Rojas, 29, and her husband, 31, founded DigiTour Media four years ago after working in the record business. As teenagers began to spend less on professionally produced music and pay more attention to social media personalities, they realized there could be money in related live events.

“As kids have changed their spending habits, there is now a huge budget available for experiences,” Rojas said. “IRL is here to stay,” she added, using an abbreviation for “in real life.”

Seacrest said he wanted to “scale this up and sprinkle in more established stars,” while Andrew Siegel, who leads strategy and corporate development for Advance Publications, said he saw potential ties between DigiTour and Teen Vogue.

“I see our investment as a clever way to participate in this remarkable content creation that’s happening on YouTube right under everybody’s nose,” Siegel said.

Admission to DigiFest NYC is $35, but many attendees will pay $100 for VIP privileges. Payment for participants varied. Lesser-known acts performed free. Some had travel expenses reimbursed. Others were paid a few hundred dollars to more than $10,000.

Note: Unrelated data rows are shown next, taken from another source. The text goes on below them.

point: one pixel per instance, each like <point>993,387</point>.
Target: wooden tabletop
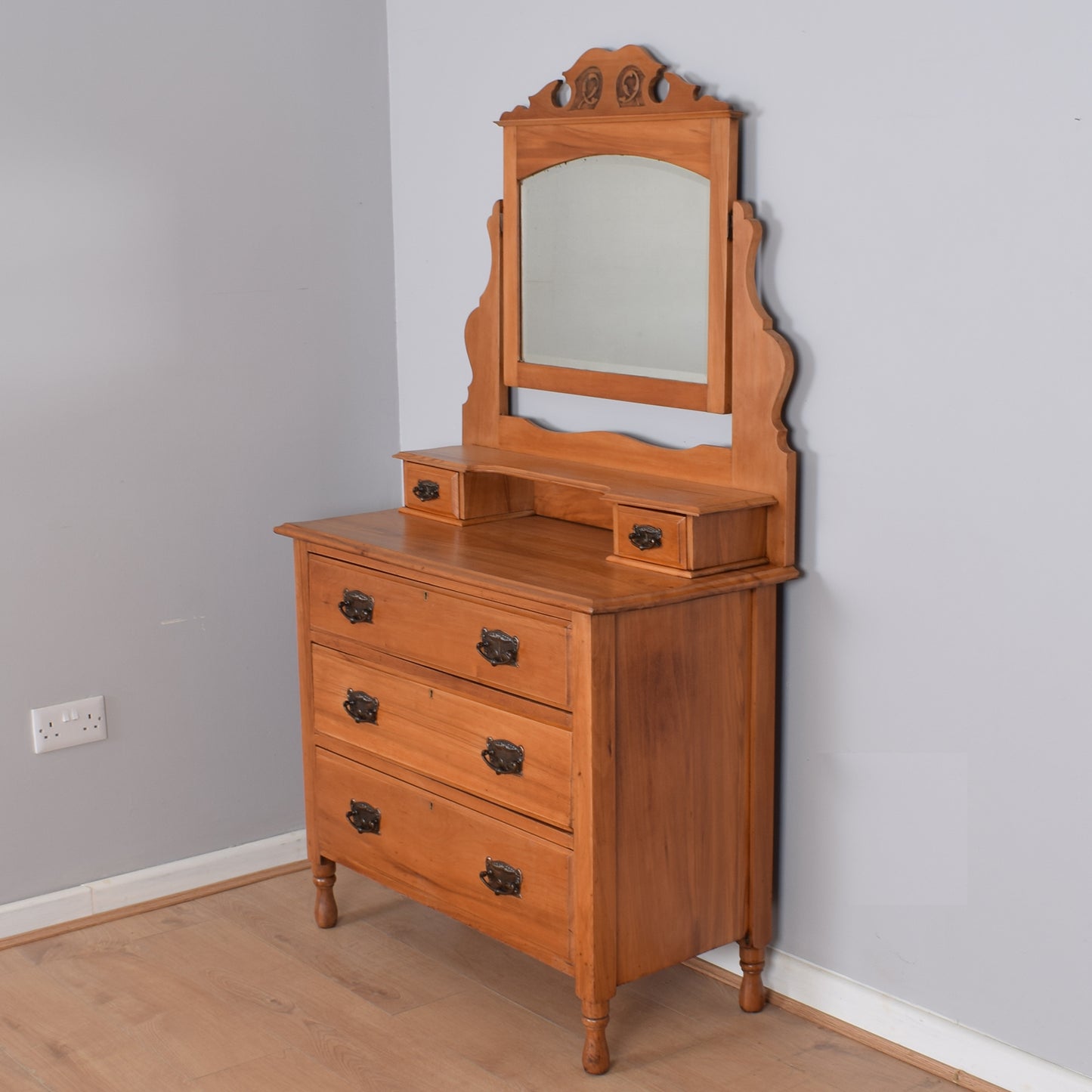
<point>540,559</point>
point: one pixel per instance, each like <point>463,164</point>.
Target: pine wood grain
<point>546,564</point>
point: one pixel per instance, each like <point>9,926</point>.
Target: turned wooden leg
<point>326,907</point>
<point>751,994</point>
<point>596,1056</point>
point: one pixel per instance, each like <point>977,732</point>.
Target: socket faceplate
<point>69,724</point>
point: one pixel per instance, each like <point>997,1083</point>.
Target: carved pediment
<point>613,83</point>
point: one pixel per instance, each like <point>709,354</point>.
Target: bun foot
<point>326,905</point>
<point>751,991</point>
<point>596,1057</point>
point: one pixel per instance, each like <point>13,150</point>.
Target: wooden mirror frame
<point>613,110</point>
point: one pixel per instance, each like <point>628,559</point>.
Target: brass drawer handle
<point>356,606</point>
<point>500,648</point>
<point>363,817</point>
<point>362,707</point>
<point>503,756</point>
<point>500,878</point>
<point>645,537</point>
<point>425,490</point>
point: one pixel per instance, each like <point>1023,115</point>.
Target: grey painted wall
<point>924,175</point>
<point>196,344</point>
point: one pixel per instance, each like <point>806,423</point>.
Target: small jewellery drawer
<point>651,537</point>
<point>503,881</point>
<point>431,490</point>
<point>511,760</point>
<point>510,650</point>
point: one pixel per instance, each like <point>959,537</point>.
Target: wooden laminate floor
<point>240,991</point>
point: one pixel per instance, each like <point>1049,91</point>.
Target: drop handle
<point>362,707</point>
<point>426,490</point>
<point>498,648</point>
<point>501,878</point>
<point>363,817</point>
<point>645,537</point>
<point>503,756</point>
<point>356,606</point>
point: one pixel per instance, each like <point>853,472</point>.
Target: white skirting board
<point>130,888</point>
<point>897,1021</point>
<point>862,1006</point>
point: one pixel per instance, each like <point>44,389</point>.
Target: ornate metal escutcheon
<point>362,707</point>
<point>363,817</point>
<point>503,756</point>
<point>500,878</point>
<point>427,490</point>
<point>500,648</point>
<point>356,606</point>
<point>645,537</point>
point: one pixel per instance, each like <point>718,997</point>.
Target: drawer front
<point>442,630</point>
<point>660,534</point>
<point>444,736</point>
<point>435,851</point>
<point>431,490</point>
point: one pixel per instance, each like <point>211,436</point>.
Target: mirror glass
<point>615,268</point>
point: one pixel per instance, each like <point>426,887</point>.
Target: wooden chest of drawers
<point>571,756</point>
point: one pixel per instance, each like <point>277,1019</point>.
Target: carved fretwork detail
<point>586,90</point>
<point>633,71</point>
<point>628,86</point>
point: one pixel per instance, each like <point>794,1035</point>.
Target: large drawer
<point>435,851</point>
<point>441,630</point>
<point>444,736</point>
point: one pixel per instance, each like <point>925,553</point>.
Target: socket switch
<point>69,724</point>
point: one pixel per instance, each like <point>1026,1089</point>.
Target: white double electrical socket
<point>69,724</point>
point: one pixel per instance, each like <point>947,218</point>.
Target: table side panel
<point>682,687</point>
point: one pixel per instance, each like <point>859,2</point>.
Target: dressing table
<point>540,696</point>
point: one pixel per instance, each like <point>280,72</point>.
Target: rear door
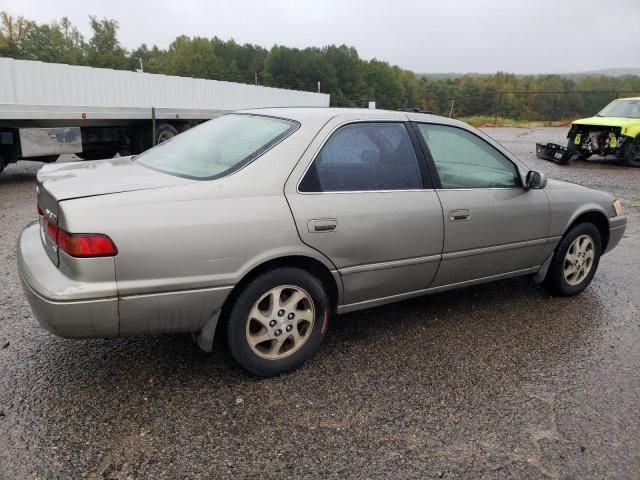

Along with the three stages, the festival included a range of other activities (and a parents-only “relaxation lounge”). Instagram has sponsored a faux prom with disc jockey and dance floor, while Invisalign orthodontics will ran a kissing booth. Other sponsors included Madonna’s clothing line, Material Girl.

But Belle Gonzalez, 15, bought tickets for one reason: to ogle YouTube stars like Nick Tangorra, a singer, and Franta.

“When you see them in real life it’s totally overwhelming, and I can’t stop the smile on my face,” she said.

By noon Saturday, three hours before DigiFest kicked off, a line of girls snaked through the entire Citi Field parking lot while another throng pushed against the metal barriers of the VIP tent and screamed at the sight of Dallas and Nash Grier, 16, another Vine personality.

“Nash, you’re so tall,” one blonde girl said with a squeal. “Can I climb you?”